Retour à OUAGA après une première visite en 2004 avec Marie-Christiane et P.& D C.

Grandes retrouvailles avec Eliasse, Zakaria et Souleymane.
Diner et déjeuner ensemble, plus ballade et surtout achats pour les villages.
J'ai privilégié les fournitures scolaires + ballons de foot beaucoup plus facile à distribuer (par les villageois eux-mêmes) que de la bouffe !
Achat de statuettes en bronze (spécialité de OUAGA) pour les ventes de LACIM dans le cadre des expositions (mais limitation par le poids).
Départ pour Kangaré samedi à l'aube en minibus de manière à transporter une dizaine de ressortissants du village désirant passer le week-end là-bas, avec un plan de travail particulièrement chargé car le retour doit se faire dimanche soir. 
Prochain épisode si possible depuis Ouahigouya dimanche soir.
Je quitterai Ouhahigouya lundi matin en 4x4 avec chauffeur pour Mali (BAYE) où m'attends Gérard de LACIM.
A bientôt donc

17/01/2007

Départ pour le BURKINA FASO

Durant quelques jours, voire une bonne dizaine, vous n'aurez pas de mes nouvelles du fait de mon départ en brousse au Burkina et au Mali. Voir mon planning ci-dessous :
Planning de mon Voyage en AFRIQUE en janvier 2007
Je ferais sans doute quelques tentatives de connexions internet depuis OUAGA ou OUAHIGOUYA avant de m'évanouir complétement dans le panadogon (au sud du Pays Dogon), région la plus isolée du Mali à part le désert.
Cela ne vous empéche pas de me mettre des commentaires m'alimentant en nouvelles de vous.

01/01/2007

Précisions sur mon programme au BURKINA FASO


Je dois essentiellement rencontrer à OUAGADOUGOU les ressortissants du village de KANGARE situé dans la commune de ROLLO dans la Région du BAM à 160 km au Nord de la capitale, près de KONGOUSSI.
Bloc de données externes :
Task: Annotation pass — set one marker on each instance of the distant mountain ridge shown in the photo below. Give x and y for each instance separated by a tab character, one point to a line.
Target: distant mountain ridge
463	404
Je me rendrai au village avec un certain nombre d’entre eux (location d’un minicar) durant le week-end du 20 et 21 janvier pour rencontrer la population et le comité de jumelage afin d’y faire le point sur les projets en cours et à venir.

Je prendrai ensuite la route de OUAHIGOUYA où je louerai un 4x4 avec chauffeur pour me faire conduire à BAYE au MALI dans le cercle de BANKASS qui est tout proche de la frontière.
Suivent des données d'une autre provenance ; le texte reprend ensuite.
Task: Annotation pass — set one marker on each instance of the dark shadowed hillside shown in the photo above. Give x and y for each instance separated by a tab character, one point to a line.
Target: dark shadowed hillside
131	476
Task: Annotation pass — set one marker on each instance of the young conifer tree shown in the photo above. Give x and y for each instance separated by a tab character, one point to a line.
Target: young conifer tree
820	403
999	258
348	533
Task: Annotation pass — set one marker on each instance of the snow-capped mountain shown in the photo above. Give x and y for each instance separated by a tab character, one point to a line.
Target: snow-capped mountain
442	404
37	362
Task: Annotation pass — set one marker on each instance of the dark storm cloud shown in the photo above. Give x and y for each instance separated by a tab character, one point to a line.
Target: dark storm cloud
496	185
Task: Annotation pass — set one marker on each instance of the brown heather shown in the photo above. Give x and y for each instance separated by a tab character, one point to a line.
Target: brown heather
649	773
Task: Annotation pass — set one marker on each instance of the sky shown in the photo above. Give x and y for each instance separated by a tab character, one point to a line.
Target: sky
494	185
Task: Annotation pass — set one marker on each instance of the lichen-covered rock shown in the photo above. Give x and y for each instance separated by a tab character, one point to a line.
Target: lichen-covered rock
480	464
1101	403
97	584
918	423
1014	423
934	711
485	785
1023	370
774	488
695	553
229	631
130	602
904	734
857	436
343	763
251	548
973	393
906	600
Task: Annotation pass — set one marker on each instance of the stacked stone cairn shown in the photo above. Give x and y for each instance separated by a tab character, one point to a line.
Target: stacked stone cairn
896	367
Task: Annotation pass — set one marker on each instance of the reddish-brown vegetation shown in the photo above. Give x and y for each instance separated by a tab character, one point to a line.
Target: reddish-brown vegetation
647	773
Passage du BURKINA FASO au MALI

Etant à OUAHIGOUYA, je vais louer un 4x4 avec chauffeur pour me rendre au MALI dans la commune de BAYE.

Il y a intérêt à emprunter l’itinéraire suivant :

OUAHIGOUYA à TOUGAN puis TOUGAN à BASSAN à KASSOUM à KOROME à DI à OUE puis passage de la frontière et direction OULA à IRA à OUFOU à MINTA à BAYE.